You can use git reset with a path to effectively copy the files from a commit on remoteB to your current state. If you're currently sitting on the commit at the HEAD of remoteA, that might do what you want.
Let's assume you have the latest release state in remoteB/releaseN.
Let's also assume you have a branch called published on remoteA, where you want to push one commit jumping right to remoteB/releaseN without the history.
The recipe
git checkout published # must have remoteA/published as upstream git merge remoteA/published # just in case, to make sure it's in sync cd <root directory of your sandbox> git reset remoteB/releaseN -- . git commit -m"jumping to releaseN" git push remoteA published git reset --hard
Explanations
In the first two commands, I'm just making sure you're on branch published, with should have remoteA/published as its upstream, and be up to date to with.
The git reset remoteB/releaseN -- . command, run from the root directory of your sandbox, "copies" all files in . from their state in remoteB/releaseN to the cache, though it does not change your working files. So a commit here will create the commit you want, with no history, which you can then push.

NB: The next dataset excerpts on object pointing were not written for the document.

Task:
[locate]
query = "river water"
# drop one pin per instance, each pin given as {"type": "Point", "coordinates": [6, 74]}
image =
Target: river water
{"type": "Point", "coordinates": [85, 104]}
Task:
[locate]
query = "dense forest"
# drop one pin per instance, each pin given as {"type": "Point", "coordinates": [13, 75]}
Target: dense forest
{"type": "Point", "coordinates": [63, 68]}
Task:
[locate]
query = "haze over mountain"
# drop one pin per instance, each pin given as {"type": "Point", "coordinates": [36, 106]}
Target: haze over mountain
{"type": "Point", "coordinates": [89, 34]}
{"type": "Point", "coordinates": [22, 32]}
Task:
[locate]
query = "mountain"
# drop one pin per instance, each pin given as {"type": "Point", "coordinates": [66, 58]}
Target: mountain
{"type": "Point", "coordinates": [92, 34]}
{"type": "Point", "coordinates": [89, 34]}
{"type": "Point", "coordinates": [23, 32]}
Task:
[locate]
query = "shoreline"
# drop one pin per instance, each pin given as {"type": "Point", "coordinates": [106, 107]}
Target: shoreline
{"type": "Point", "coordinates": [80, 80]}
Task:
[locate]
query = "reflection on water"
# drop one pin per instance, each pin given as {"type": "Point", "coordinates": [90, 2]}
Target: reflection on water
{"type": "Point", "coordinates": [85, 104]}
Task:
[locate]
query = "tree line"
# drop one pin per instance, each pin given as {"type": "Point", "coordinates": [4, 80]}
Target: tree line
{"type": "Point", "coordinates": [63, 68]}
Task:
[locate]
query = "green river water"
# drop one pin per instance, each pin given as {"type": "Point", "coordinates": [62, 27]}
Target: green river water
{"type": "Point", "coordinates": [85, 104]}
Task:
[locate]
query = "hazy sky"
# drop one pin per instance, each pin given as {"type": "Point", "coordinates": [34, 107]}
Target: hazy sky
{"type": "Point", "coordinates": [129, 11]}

Since the reset operation didn't change the files in the sandbox, only the cache, I added a hard reset at the end, to sync your sandbox with the commit you just made.
Limitations
This technique only creates the "copy" commits. If you wanted tags too, manually recreate and push them in a different sandbox with only remoteA as remote if you want the same names. If you try to push them from your sandbox with the two remotes with the same names, you'd have a collision since those tags are pointing to unrelated commits between the two remotes.